Mari and Mari (Japan, 2021) [JAPAN CUTS 2021]

With a mission to marry and unleash the creative talents of filmmakers and musicians, MOOSIC LAB has quickly established itself as one of Japan’s foremost labels for quirky and interesting indie films made on a shoestring budget. Although POP! won the Grand Prix and Best Actress Award at the MOOSIC LAB 2020-2021 awards, runner-up prize-winning film Mari and Mari is the first to make the transition to the international festival circuit with its streaming slot at JAPAN CUTS 2021.

Marrying disquieting music by Rei Miyamoto, a violinist in the popular Kansai band “Vampillia,” with a quasi-mystery storyline and eerie atmospherics created by newbie feature film writer-director Tatsuya Yamanishi, Mari and Mari presents an ambiguous relationship drama which will either intrigue or frustrate viewers.

We follow mild-mannered, thirty-year-old Norio (Kou Maehara), whose life comes unstuck one fateful summer to reveal all is not as it seems. As a valued member of a casting company, he has one foot comfortably in the showbiz world and, after work, enjoys a blissful domestic life shared with Mari (Nao), his girlfriend of three years. Their quotidian routine consists of strolling hand-in-hand along riverbanks and lolling around in comfort at home. Laughter and affection mark their time together at the end of each day as they are bathed in the warmth of the red rays of the setting evening sun. This sight of settled perfection induces feelings of envy in all around Norio and he can only respond by smiling bashfully. He seems to enjoy the attention while never really letting people into his private life. 

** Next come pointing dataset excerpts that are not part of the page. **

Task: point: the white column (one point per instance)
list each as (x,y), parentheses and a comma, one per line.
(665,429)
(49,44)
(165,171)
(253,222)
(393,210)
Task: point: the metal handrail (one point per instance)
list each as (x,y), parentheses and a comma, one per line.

Disruption comes one evening when Norio returns home to his small apartment to find a strange woman (Hana Amano) asleep in the shadowy confines of the sitting room. She may answer to the name Mari but when she rouses at his presence and opens a curtain, she reveals that she is not the Mari he knows. This sleepy young woman seems to have “replaced” Norio’s girlfriend. Her appearance and his girlfriend’s disappearance are a mystery. Adding to the confusion is this languid interloper’s insistence that she will be living in his apartment from now on and she has no answers for any of Norio’s questions.

Ostensibly driving the film forward is Norio’s search for his girlfriend and his dealings with this new young woman, who is essentially an amnesiac but follows the same routines as the original Mari. This situation creates conflict as Norio’s behavior deteriorates and his everyday life goes off-kilter. His obsession with finding out the truth to the whereabouts of the missing Mari is fuelled effectively by glimpses of his girlfriend in dreams, conversations with co-workers envious of his old relationship, and with her sister who paints a picture of a more capricious person than Norio ever perceived. These discoveries inform what seems to be the subtext of the film, which is the artificiality of the life Norio leads.

As Norio works through a light mystery, he learns things that go against his idealized image of his partner that he persists on clinging on to. This coupled with his tumultuous on-off relationship with his houseguest produce moments that reveal even more juicy titbits such as the fact that his parents had never met the original Mari and that he prefers to keep people at a distance. It all points to the idea that he never truly knew her his girlfriend or, at least, didn’t care to see complications and preferred a person who fit a simple image that meshed with his own lifestyle. That Norio is a casting agent and there is the change in actress in the lead role is very telling in a meta-cinema way. That he can slowly adjust to a change in casting with regards to Mari leads to the disturbing idea that he isn’t so much chasing the genuine person who was his partner as it is more about capturing a person who matches his ideal image of a girlfriend.  

This is one interpretation as Yamanishi never fully commits to explaining anything. Indeed, this may be a point of frustration for some viewers, especially since the ending suggests a deeper exploration of how people engage in superficial relationships, something which is implicitly touched upon throughout the narrative with subplots involving inter-office affairs, casting calls and Norio’s own behavior.

Whatever the conclusions viewers draw from Yamanishi’s story, there is no doubt that he has a strong sense for visual storytelling that keeps engagement high. With great command of shadow and light, he creates an atmosphere reminiscent of Kiyoshi Kurosawa that gifts a supernatural edge to the story, a la Daguerreotype (2016). The languidness of summer and the tumultuous effects of rainy season seem appropriate for a film about all of the changes that happen under the surface of Norio’s life. Aside from some nice urban shots of characters smoking on rooftops, the blandness of the suburban settings also lends itself to the idea that Norio would like to maintain that tranquil setting. Whether the new or old Mari will let him keep his tranquillity is questioned right until the very end.

Mari and Mari was streamed in the U.S. from August 20 to September 2 as part of JAPAN CUTS: Festival of New Japanese Film.